Differentiating viruses would be crucial in developing a vaccine for another disease — poliomyelitis, feared since it caused an outbreak in the United States in 1894. In 1921, it would afflict Franklin Delano Roosevelt as an adult. In 1938, he endorsed the National Foundation for Infantile Paralysis, known as the March of Dimes for the coins people sent to the White House for polio research.

After World War II, Francis’ protégé, Dr. Jonas Salk, would become a leader in polio research as parents across the nation suffered polio panics, especially in warm weather months. In 1952, the worst year, there were 57,628 reported cases, according to the History of Vaccines Project.

In April 1954, a polio vaccine trial began in the United States, with more than 1.3 million children participating, along with Salk, his wife and their children. Almost a year later, Francis, the influenza expert and Salk’s mentor, announced success.

In 1956, Paul A. Offit, M.D., now pediatrician and director of the Vaccine Education Center at the Children’s Hospital of Philadelphia and co-inventor of the RotaTeq rotavirus vaccine, was a child and was hospitalized for a foot operation — in a polio ward. He recalled seeing children in iron lungs and in traction. He called it “a nightmare.”

“When the polio vaccine came out, church bells rang out, synagogues held special prayer meetings, department stores announced that over the loudspeaker,” Offit says. “This country just stopped and celebrated that moment because we knew what polio was and we knew that now we had something in hand to prevent it. We had our ticket out of that — basically, a yearly epidemic. I think people forget just how powerful vaccines can be.”

That test was a landmark in the history of medicine for at least three reasons, Hampton says.

It provided confidence that the vaccine worked, contributing to its uptake. It started the U.S. National Immunization Program, now known as the National Center for Immunization and Respiratory Diseases. More generally, it set the standard of assessing new medical interventions by using large, well-publicized, randomized, controlled trials, Hampton says.

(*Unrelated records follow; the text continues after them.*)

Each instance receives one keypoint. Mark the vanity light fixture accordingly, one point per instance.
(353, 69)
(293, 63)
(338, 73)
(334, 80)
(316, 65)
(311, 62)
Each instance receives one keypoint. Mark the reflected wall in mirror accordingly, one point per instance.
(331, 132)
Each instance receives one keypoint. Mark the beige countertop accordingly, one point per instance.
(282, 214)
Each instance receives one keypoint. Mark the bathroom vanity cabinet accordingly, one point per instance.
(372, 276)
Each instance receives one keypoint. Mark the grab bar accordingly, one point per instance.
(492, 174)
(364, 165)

If Salk was the most famous vaccine researcher in the nation, Maurice Hilleman, Ph.D., quietly became the most prolific one, the modern father of vaccination. After 1957, while working at Merck & Co., the Montana native developed more than 40 vaccines, including eight of the 14 recommended for children in the United States.

Although highly esteemed and honored as a scientist, Hilleman never sought public recognition for work that saves an estimated 8 million lives a year. Those achievements are staggering, like trying to imagine a fifth dimension, says Offit, who also is a Hilleman biographer.

The experts agreed we will witness progress from a more recent breakthrough: using messenger RNA (mRNA) to prompt cells to create proteins that spur antibodies to fight off invading viruses. That research was happening for 30 years but came to the forefront in 2020, when the United States began Operation Warp Speed to create a vaccine against COVID-19.

Najera and Hampton says using mRNA vaccines will revolutionize the use of shots throughout the world because mRNA technology eliminates the need to grow some viruses to create vaccines. “The mRNA vaccines don’t have to be grown in a lab anymore. Now all you need is a genetic code,” Najera says.

As of 2023, smallpox is eradicated, as is the cattle disease rinderpest. Polio remains endemic in two countries, Pakistan and Afghanistan. Many more people need shots against numerous harmful diseases, and new discoveries await.

“The bad news is that we still have a lot of pathogens out there, a lot of germs that cause people to become ill and sometimes to die,” Hampton says. “There’s still a lot of scope to develop vaccines to deal with those types of pathogens.”